Kop: gevederte diep geelbruinachtig oranje.

Hals: halskraag oranjegoud, iedere veer voorzien van een zwarte schachtstreeptekening waarin enige oranje-bruine tekening voorkomt. De schachtstreep loopt evenwijdig met de veerrand en eindigt in een punt, dicht bij het veereinde. Veren aan de voorzijde van de hals getekend als die van de bovenborst.

Vleugels: grote slagpennen dofzwart met grijsbruine rand aan de buitenvaan; kleine slagpennen binnenvaan zwart, buitenvaan grijsbruin met dofzwarte, gekartelde tekening ongeveer evenwijdig lopende met de veeromtrek; vleugeldekveren warm grijsachtig bruingeel, de gekartelde tekening evenwijdig lopend aan elkaar en aan de veeromtrek.

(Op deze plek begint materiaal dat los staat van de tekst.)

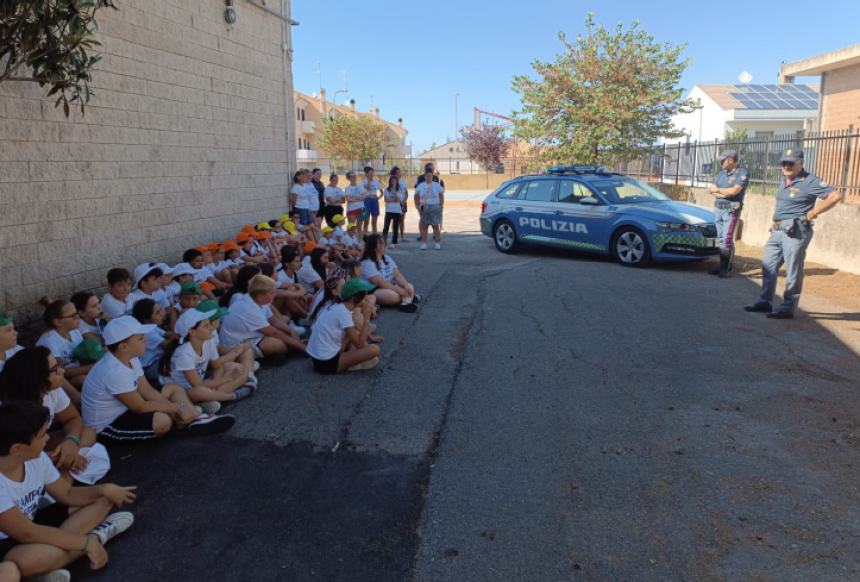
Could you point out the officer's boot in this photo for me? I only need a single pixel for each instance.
(725, 264)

Rug: warm geelbruine grondkleur. De smalle gekartelde tekening loopt evenwijdig aan de rand van de veer en is dofzwart gekleurd. Het zwart is dof tot grijsachtig getemperd; de grondkleur rijk aanwezig. De veren vertonen naar de schouders toe meer karteltekening. De goudgele kleur in de buitenste zoom is geheel vrij van zwart en bezit bij jonge dieren een sterke glans. De grondkleur kan, mits de veren duidelijk getekend zijn, niet te overvloedig aanwezig zijn. De rug- en zadelveren behoeven dus niet de karteltekening te hebben. Een egale pepering binnen de duidelijke buitenzoom is ook toegestaan, alhoewel karteltekening de voorkeur geniet.

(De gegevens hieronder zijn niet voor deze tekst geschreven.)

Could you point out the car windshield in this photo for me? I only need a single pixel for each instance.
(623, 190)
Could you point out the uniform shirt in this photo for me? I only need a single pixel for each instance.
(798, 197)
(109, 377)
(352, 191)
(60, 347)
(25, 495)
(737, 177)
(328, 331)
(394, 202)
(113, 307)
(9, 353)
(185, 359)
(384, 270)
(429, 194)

Staart: stuurveren zwart, de bovenste veren zwart met warm grijsbruine tekening, staartdekveren warm grijsachtig geelbruin met karteltekening, evenwijdig aan elkaar en aan de veeromtrek.

Borst: warm grijsachtig geelbruin, iedere veer met twee of meer duidelijke zomer van warm grijsachtig geelbruin, gescheiden door een zeer smal dofzwart gekartelde tekening, evenwijdig aan elkaar en aan de veeromtrek, Het zwart is dof tot grijsachtig getemperd. De grondkleur mag de dofzwarte gekartelde tekening doorbreken, mits de tekening duidelijk blijft. De geelbruine grondkleur van de buitenste zoom is geheel vrij van zwart en bezit bij jonge dieren een sterke glans.

Buik en achterdeel: buik en flanken hebben een minder scherpe tekening en gaat naar achteren toe over in effen grijsachtig geelbruin.

Dijen: minder scherp getekend dan de borst.

Donskleur: van alle veergroepen grijsachtig.

ü  Ernstige fouten bij de hen

Wit in staart; schimmel in vleugelpennen; te brede en te rechtlijnige karteltekening waar deze vereist is; het ontbreken van de buitenste zoom; karteltekening die niet evenwijdig aan de veerrand loopt; roest op rug en vleugels; te rode of strogele grondkleur; wit in zoming; rood of zalmkleur in borst.

o   Fouten bij de hen

Bovenstaande ernstige fouten in mindere mate aanwezig; te brede en lichte nerftekening in de borst; geklonterde pepering op rug, zadel en op kleine slagpennen.